Il libro di Baldo – sottolinea la madre Angela Manca, in collegamento web – ripercorre la vicenda giudiziaria ma soprattutto la storia personale di Attilio, restituendo il ritratto di un ragazzo che non meritava di essere infangato e calunniato. Rinnova inevitabilmente però anche l’amarezza per il silenzio delle istituzioni e della stampa. Tante le bugie, troppi gli sbagli e  le omissioni, forse volontarie ma sicuramente negligenti, perpetrate da chi doveva garantire giustizia. Non a caso l’on. Paolo Bolognesi – nel suo intervento – definisce il caso Manca come un depistaggio clamoroso, il più moderno, frutto di una lunga serie di depistaggi osservati a partire dalla strage di Bologna, di cui si occupa da anni. I depistaggi giudiziari – sottolinea Bolognesi - sono una “calunnia pluriaggravata” sulle molte non verità italiane, che finalmente è stata riconosciuta come reato. Il 2 agosto sarà introdotto nel codice penale il reato di frode in processo penale e depistaggio, promosso a prima firma proprio dall’on. Bolognesi.



E ai depistaggi hanno dato rilievo, non solo in questa occasione ma nero su bianco, i legali della famiglia, Antonio Ingroia e Fabio Repici, nell’esposto-denuncia depositato alla Procura di Roma. Perché quello di Manca è stato un “delitto di Stato” – ha dichiarato Ingroia – e non una vicenda giudiziaria di serie B. Una verità misconosciuta che vuole continuare a coprire la oramai riconosciuta Trattativa Stato-mafia. “Manca è stato vittima di uno Stato criminale, stritolato dalla rete mafiosa-statale che preservava l’ambasciatore Provenzano in quanto garante della Trattativa – ha continuato Ingroia. Qui, dentro il Parlamento dobbiamo confrontarci, come oggi, sui delitti di Stato, perché sono una questione prima di tutto democratica e poi anche giudiziaria”. Eloquente è però il richiamo  di Ingroia alla Procura Nazionale Antimafia e alla Commissione Parlamentare Antimafia perché non si ignori più il silenzio e l’omologazione che tanta magistratura ha avuto nel cedere al primato della politica sulle inchieste mafiose e perché si restituisca ai magistrati d’assalto gli onori del coraggio e i diritti della loro autonomia. Le due istituzioni al vertice della guerra alla mafia dovrebbero fare da apripista  a sostegno della magistratura ed evitare che l’intraprendenza porti solo a bocciature che hanno il gusto di manomissioni innescate ad orologeria. Dietro alla vicenda Manca si scorge a chiare lettere – dichiara l’avv. Fabio Repici – il sistema deviato di un Paese che ha avuto sede a Barcellona Pozzo di Gotto. Un territorio, che fino a Messina, è stato decisivo nell’intreccio di deviazioni tra mafia, massoneria, Stato.

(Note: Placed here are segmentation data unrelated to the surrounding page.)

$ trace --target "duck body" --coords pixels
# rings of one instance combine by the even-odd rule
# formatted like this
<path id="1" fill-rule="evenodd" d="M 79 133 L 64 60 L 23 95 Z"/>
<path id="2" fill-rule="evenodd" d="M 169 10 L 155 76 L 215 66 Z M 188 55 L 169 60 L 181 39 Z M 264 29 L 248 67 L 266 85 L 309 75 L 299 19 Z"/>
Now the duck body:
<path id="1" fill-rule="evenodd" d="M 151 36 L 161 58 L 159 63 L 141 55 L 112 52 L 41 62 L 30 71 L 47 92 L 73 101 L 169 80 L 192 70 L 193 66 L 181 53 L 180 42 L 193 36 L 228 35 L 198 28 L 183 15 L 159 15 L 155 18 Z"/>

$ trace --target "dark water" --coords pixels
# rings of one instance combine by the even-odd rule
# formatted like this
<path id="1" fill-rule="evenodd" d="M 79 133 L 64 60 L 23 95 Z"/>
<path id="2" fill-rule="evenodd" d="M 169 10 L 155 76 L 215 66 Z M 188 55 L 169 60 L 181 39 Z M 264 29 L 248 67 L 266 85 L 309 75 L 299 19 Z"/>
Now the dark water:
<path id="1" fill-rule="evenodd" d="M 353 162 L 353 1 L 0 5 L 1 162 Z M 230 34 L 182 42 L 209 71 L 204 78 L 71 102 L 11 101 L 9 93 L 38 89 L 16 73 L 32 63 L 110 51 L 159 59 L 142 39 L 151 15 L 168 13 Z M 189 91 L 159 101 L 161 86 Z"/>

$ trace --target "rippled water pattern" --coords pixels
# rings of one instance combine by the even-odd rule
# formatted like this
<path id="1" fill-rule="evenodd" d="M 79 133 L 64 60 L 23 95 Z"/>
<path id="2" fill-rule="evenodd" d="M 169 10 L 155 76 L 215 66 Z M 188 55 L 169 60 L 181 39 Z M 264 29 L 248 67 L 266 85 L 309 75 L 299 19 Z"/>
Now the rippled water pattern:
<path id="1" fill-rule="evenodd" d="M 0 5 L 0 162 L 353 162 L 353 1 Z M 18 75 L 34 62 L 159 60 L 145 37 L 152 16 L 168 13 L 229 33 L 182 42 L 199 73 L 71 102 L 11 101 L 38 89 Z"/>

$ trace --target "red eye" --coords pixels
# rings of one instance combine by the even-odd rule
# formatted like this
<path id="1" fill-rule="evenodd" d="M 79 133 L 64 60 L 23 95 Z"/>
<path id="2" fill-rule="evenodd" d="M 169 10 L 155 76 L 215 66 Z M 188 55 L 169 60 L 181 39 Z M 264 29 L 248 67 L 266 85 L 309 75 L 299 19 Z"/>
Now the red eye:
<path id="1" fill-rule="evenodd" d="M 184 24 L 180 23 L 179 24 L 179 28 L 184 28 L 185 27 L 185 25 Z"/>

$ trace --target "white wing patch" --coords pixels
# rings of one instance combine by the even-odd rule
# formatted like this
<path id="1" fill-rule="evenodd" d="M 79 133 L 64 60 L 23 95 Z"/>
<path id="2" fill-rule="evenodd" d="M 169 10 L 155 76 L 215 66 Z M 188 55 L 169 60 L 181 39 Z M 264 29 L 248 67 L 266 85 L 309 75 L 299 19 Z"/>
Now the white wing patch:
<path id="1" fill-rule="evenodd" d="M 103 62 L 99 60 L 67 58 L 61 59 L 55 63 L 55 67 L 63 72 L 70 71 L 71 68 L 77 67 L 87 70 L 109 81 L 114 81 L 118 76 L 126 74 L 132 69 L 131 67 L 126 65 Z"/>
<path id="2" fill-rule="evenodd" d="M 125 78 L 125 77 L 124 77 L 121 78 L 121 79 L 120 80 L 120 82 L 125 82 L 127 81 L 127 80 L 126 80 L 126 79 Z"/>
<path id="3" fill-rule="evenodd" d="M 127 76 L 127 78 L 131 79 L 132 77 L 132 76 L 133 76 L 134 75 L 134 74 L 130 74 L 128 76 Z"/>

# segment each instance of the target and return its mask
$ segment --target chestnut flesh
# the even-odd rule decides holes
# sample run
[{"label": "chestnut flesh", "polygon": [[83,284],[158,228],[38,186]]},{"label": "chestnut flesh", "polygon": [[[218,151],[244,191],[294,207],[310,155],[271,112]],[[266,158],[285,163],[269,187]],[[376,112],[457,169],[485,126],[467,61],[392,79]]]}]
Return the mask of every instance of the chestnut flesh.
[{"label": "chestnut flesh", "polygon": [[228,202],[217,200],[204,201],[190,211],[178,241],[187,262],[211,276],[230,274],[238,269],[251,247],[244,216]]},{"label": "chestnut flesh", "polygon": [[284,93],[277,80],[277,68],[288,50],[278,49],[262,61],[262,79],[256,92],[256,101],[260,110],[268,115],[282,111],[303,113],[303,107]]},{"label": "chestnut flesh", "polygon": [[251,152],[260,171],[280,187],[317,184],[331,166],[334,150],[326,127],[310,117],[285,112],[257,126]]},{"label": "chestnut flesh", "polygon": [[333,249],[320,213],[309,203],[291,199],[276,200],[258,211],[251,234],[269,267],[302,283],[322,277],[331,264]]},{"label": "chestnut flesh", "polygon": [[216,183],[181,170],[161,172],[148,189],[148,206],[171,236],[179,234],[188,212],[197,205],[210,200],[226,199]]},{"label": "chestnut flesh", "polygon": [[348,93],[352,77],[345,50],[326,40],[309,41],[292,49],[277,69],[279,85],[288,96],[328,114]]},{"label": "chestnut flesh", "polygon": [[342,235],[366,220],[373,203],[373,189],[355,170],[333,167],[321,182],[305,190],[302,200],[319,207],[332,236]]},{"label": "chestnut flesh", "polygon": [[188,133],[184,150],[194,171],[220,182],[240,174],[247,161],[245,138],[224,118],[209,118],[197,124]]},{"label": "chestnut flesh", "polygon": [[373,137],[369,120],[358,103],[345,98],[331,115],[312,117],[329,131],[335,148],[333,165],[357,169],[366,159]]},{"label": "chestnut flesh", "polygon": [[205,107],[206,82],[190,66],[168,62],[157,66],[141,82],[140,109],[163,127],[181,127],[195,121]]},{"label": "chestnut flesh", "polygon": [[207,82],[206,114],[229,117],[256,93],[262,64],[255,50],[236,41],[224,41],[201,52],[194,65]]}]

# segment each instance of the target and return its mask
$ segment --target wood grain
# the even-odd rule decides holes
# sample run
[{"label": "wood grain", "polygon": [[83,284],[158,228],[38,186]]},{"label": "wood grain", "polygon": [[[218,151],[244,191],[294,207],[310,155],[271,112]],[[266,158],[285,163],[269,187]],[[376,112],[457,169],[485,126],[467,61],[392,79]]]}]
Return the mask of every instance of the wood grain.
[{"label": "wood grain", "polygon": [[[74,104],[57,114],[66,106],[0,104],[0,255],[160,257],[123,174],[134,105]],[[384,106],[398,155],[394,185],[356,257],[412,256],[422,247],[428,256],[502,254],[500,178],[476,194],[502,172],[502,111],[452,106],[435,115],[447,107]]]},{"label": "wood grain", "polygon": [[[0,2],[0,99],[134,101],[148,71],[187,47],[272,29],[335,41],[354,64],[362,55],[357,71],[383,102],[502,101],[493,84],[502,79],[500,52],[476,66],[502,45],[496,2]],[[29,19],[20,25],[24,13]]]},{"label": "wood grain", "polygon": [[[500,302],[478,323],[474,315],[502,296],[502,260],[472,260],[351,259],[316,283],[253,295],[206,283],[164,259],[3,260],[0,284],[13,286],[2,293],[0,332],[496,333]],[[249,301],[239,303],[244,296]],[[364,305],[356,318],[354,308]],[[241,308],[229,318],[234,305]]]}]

La condanna per “dossieraggio” del Procuratore Generale di Messina, Antonio Franco Cassata,  ne è l’eclatante emblema nazionale – ha ricordato Repici.

La cronaca degli interventi si è conclusa con le dichiarazioni di impegno, degli onorevoli Giulia Sarti e Giuseppe Lumia della Commissione Parlamentare Antimafia,  date dinanzi ai familiari e ai legali di Manca, di proseguire con il lavoro di indagine, in collaborazione con le procure coinvolte, per poter sollecitare la capacità di collegare il brutale assassinio di Attilio con le vicende mafiose esposte oggi e brillantemente dettagliate nel libro di Baldo. “Useremo tutti i poteri che la Commissione ha. Non ci fermeremo” – ha sentenziato Lumia.